Nous considérons que notre processus d’appariement est adaptable et évolutif, c'est-à-dire que le processus ne se borne pas à quelques critères seulement mais qu’il est possible d’en rajouter autant que nous en avons besoin et aussi de les adapter en fonction des données utilisées. Dans ce chapitre, nous avons donné à titre d’exemple quelques critères d’appariement typiques qui peuvent être utilisés dans le processus d’appariement ainsi que la représentation explicite des connaissances spécifique à chacun d’entre eux : le critère d’écart de position, le critère d’orientation, le critère sémantique, le critère toponymique, le critère de voisinage topologique.

L’initialisation des jeux de masses, c'est-à-dire la représentation explicite des connaissances, est une étape primordiale. Comme nous avons pu le remarquer à travers des exemples typiques, les courbes représentant les jeux de masses peuvent être différentes d’un critère à l’autre. Ceci s’explique par le fait que la modélisation de chaque critère d’appariement s’appuie sur différents types de connaissance et que le degré de fiabilité est différent. Cette flexibilité, c'est-à-dire la représentation explicite de connaissances différentes, est un avantage clé de notre approche.

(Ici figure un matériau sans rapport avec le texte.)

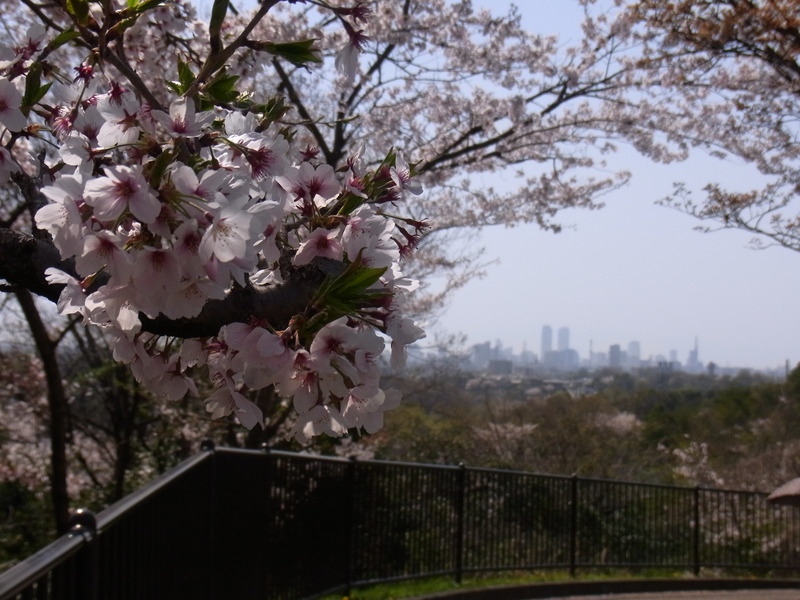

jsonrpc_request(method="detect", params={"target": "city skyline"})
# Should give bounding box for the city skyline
[423,0,800,376]
[468,324,787,375]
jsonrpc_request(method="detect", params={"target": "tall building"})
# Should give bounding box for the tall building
[540,325,553,360]
[558,327,569,352]
[686,338,703,373]
[628,341,642,369]
[608,344,622,369]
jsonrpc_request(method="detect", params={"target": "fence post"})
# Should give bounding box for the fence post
[455,462,467,584]
[569,474,578,577]
[68,508,99,600]
[692,486,700,577]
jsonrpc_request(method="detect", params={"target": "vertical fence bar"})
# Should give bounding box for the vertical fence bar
[569,475,578,577]
[456,463,467,583]
[69,508,99,600]
[344,456,356,598]
[692,486,700,576]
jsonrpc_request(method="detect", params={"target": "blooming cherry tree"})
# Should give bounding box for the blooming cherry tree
[0,0,426,440]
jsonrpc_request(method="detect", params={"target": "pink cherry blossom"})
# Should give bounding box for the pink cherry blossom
[293,229,344,267]
[83,165,161,223]
[151,97,214,137]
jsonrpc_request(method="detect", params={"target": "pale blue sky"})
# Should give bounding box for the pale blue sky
[429,0,800,368]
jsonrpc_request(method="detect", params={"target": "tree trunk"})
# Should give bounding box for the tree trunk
[15,290,69,534]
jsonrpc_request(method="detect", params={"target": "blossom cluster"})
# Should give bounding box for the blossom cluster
[0,22,425,440]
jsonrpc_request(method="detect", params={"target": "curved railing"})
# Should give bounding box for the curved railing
[0,447,800,600]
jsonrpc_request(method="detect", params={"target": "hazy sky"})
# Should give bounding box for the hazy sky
[429,0,800,368]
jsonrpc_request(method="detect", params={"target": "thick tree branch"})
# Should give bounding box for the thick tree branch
[0,229,326,338]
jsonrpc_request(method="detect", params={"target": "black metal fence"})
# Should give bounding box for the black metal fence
[0,449,800,600]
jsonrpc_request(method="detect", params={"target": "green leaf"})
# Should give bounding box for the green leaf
[257,39,322,67]
[134,0,165,15]
[204,69,239,104]
[65,0,89,26]
[20,63,42,111]
[149,151,174,189]
[208,0,230,53]
[331,263,386,298]
[178,59,195,94]
[47,29,81,52]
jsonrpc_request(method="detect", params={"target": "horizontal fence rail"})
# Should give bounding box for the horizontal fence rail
[0,447,800,600]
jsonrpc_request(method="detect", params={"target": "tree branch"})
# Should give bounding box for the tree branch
[0,229,327,338]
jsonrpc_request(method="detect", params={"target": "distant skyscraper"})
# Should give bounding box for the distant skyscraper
[628,341,642,369]
[541,325,553,361]
[608,344,622,369]
[558,327,569,352]
[686,338,703,373]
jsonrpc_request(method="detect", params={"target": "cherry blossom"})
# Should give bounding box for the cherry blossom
[83,165,161,223]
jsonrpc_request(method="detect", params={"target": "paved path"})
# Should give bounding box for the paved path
[560,587,800,600]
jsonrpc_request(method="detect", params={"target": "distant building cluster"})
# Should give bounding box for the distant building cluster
[468,325,724,375]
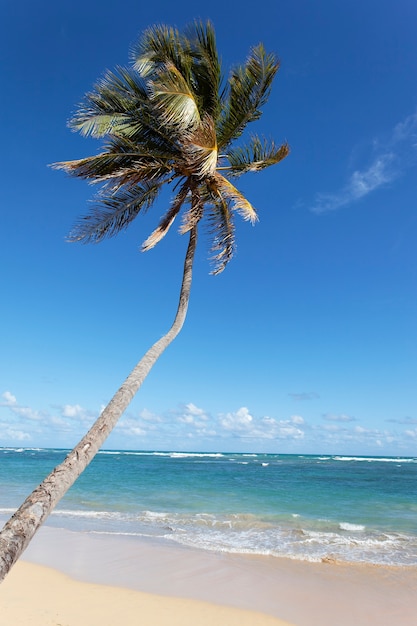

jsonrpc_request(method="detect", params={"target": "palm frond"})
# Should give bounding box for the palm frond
[142,180,190,252]
[224,135,290,176]
[204,181,235,276]
[148,64,200,132]
[187,21,222,119]
[217,44,279,148]
[181,116,218,178]
[131,25,192,80]
[213,174,258,224]
[68,182,161,243]
[51,152,172,186]
[69,68,148,138]
[179,187,204,235]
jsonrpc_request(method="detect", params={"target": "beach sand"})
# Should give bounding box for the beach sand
[0,527,417,626]
[0,561,287,626]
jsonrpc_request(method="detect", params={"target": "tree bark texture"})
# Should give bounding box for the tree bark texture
[0,226,197,582]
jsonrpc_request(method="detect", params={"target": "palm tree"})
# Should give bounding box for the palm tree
[0,22,289,580]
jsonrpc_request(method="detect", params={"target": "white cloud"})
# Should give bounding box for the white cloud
[62,404,85,417]
[288,391,320,402]
[0,391,17,406]
[220,406,253,432]
[311,108,417,213]
[323,413,356,422]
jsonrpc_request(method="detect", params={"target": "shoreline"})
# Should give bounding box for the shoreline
[0,526,417,626]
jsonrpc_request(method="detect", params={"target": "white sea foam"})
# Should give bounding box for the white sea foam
[339,522,365,531]
[333,456,417,463]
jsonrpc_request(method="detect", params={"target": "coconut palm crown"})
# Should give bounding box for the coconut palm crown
[53,22,289,274]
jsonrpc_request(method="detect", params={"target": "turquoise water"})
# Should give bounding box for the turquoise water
[0,448,417,565]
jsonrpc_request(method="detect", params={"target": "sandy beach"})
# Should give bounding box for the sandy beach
[0,527,417,626]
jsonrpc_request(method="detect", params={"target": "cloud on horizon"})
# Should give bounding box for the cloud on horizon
[310,112,417,214]
[0,391,417,456]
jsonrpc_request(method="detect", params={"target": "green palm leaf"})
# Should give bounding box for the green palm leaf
[149,65,200,131]
[226,136,290,176]
[68,182,161,243]
[69,68,148,138]
[131,25,192,81]
[217,44,279,148]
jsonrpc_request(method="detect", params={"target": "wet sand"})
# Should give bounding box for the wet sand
[0,527,417,626]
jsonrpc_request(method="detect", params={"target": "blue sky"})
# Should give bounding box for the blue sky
[0,0,417,455]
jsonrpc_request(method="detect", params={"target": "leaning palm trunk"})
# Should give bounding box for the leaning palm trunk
[0,226,197,582]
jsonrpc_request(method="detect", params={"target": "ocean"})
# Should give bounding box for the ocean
[0,448,417,566]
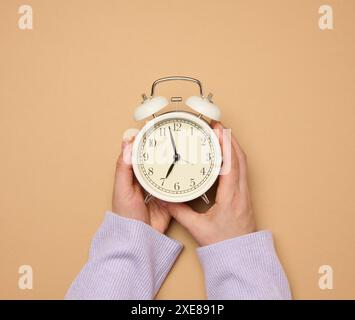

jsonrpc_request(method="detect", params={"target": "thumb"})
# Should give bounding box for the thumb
[115,141,133,192]
[166,202,199,230]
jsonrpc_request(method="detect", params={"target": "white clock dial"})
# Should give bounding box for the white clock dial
[133,112,221,202]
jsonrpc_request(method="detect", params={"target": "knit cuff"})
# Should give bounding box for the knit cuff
[197,231,290,299]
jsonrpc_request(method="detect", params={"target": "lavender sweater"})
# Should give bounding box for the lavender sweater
[65,212,291,299]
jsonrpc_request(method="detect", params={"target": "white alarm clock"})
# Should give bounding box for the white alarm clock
[132,76,222,203]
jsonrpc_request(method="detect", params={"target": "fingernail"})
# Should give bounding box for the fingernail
[123,128,139,142]
[159,200,168,208]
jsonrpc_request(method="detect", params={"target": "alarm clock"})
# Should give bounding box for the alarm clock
[132,76,222,204]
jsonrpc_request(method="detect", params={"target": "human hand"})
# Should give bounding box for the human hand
[112,139,171,233]
[163,122,256,246]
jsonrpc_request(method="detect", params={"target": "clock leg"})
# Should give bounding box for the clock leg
[144,193,153,203]
[201,193,210,204]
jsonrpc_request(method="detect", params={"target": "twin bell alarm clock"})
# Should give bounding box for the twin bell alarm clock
[132,76,222,204]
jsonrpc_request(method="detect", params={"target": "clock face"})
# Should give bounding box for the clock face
[133,112,221,202]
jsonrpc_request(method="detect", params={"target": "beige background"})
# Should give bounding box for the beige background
[0,0,355,299]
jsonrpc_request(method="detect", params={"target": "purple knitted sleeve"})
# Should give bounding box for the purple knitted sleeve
[65,212,182,300]
[197,231,291,299]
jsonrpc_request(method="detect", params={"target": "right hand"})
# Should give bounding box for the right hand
[164,122,256,246]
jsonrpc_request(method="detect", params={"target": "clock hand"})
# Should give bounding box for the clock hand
[165,160,176,179]
[169,126,178,157]
[179,158,194,166]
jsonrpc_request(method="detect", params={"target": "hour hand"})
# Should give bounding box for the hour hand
[169,126,177,155]
[165,161,175,179]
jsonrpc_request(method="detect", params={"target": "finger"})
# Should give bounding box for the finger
[167,202,199,230]
[214,123,239,202]
[232,136,248,190]
[115,141,134,193]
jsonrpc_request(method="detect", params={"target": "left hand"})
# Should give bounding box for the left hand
[112,139,171,233]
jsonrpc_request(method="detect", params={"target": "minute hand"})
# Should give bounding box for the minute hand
[169,127,178,156]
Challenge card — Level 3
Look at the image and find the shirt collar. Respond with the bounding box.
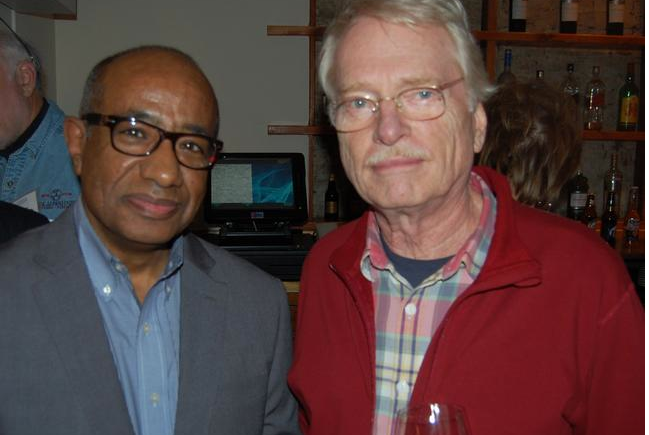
[0,98,50,158]
[360,172,496,285]
[73,198,184,297]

Cependant, il s’avère que la représentation explicite des connaissances n’est pas si immédiate et qu’à ce stade elle nécessite une bonne connaissance des spécifications et des données, ainsi que des connaissances d’experts. Afin de rendre le processus d’appariement plus générique et plus accessible aux utilisateurs, nous proposons dans le chapitre E plusieurs solutions d’aide à la modélisation des critères.